All-cause hospitalization was similar between the two groups (HR=0.94; 95% CI, 0.85-1.04), as was all-cause death (HR=0.91; 95% CI, 0.77-1.08). There were also no significant differences in the number or reports of serious adverse events between groups. However, compared with placebo, the spironolactone group exhibited more hyperkalemia (18.7% vs. 9.1%; P<.001), suggesting the need to carefully monitor potassium levels with use of spironolactone, Pfeffer said.

Patients on active therapy were also almost 50% more likely to experience doubling of creatinine above the upper limit of normal (P<.001). There was no difference between groups, however, in the number of patients with levels ≥3 mg/dL and the number of patients who required dialysis was not increased due to the monitoring system in place.

Of 22 prespecified subgroup analyses, results revealed one significant interaction with treatment among patients with elevated natriuretic peptides.

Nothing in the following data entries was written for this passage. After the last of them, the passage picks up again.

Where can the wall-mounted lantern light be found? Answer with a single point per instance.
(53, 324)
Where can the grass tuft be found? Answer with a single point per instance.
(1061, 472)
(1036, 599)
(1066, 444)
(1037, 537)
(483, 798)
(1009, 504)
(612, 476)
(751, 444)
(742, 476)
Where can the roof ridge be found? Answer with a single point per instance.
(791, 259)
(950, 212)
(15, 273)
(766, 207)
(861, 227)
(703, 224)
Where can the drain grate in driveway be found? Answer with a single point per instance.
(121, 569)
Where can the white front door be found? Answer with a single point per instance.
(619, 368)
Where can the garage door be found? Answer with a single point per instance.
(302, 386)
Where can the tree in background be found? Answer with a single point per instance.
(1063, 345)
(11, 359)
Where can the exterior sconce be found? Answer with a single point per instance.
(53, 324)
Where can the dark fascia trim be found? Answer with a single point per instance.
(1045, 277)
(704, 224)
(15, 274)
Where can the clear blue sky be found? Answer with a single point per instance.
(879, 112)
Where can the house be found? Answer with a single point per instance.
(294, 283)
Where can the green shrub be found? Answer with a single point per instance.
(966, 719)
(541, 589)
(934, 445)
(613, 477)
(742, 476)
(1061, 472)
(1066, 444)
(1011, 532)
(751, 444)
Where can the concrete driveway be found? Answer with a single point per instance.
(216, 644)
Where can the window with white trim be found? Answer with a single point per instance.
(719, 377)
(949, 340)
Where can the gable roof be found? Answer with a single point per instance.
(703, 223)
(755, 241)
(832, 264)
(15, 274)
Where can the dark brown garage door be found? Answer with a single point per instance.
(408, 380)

An exploratory, post-hoc analysis showed that placebo event rates varied dramatically by region: 31.8% (HR=0.82; 95% CI, 0.69-0.98) in the United States, Argentina, Brazil and Canada and 8.4% (HR=1.1; 95% CI, 0.79-1.51) in Russia and the Republic of Georgia. This is an area that may require further investigation, according to Pfeffer.

“In our trial, we do not show a significant difference in our primary endpoint, but we do show reductions in hospitalizations for HF. We stress that if physicians use [spironolactone] for that purpose, they have to carefully monitor potassium and creatinine,” Pfeffer said. – by Melissa Foster and Katie Kalvaitis

For more information:

Pfeffer MA. LBCT.03. Medical and surgical approaches to improving heart failure outcomes. Presented at: the American Heart Association Scientific Sessions; Nov. 16-20, 2013; Dallas.

Disclosure: Pfeffer reports financial ties to Aastrom, Amgen, Bristol-Myers Squibb, Celladon, Cerenis, Concert, Genzyme, Hamilton Health Sciences, Keryx, Medtronic, Merck, Novartis, Roche, Sanofi-Aventis, Servier, Teva, University of Oxford and Xoma.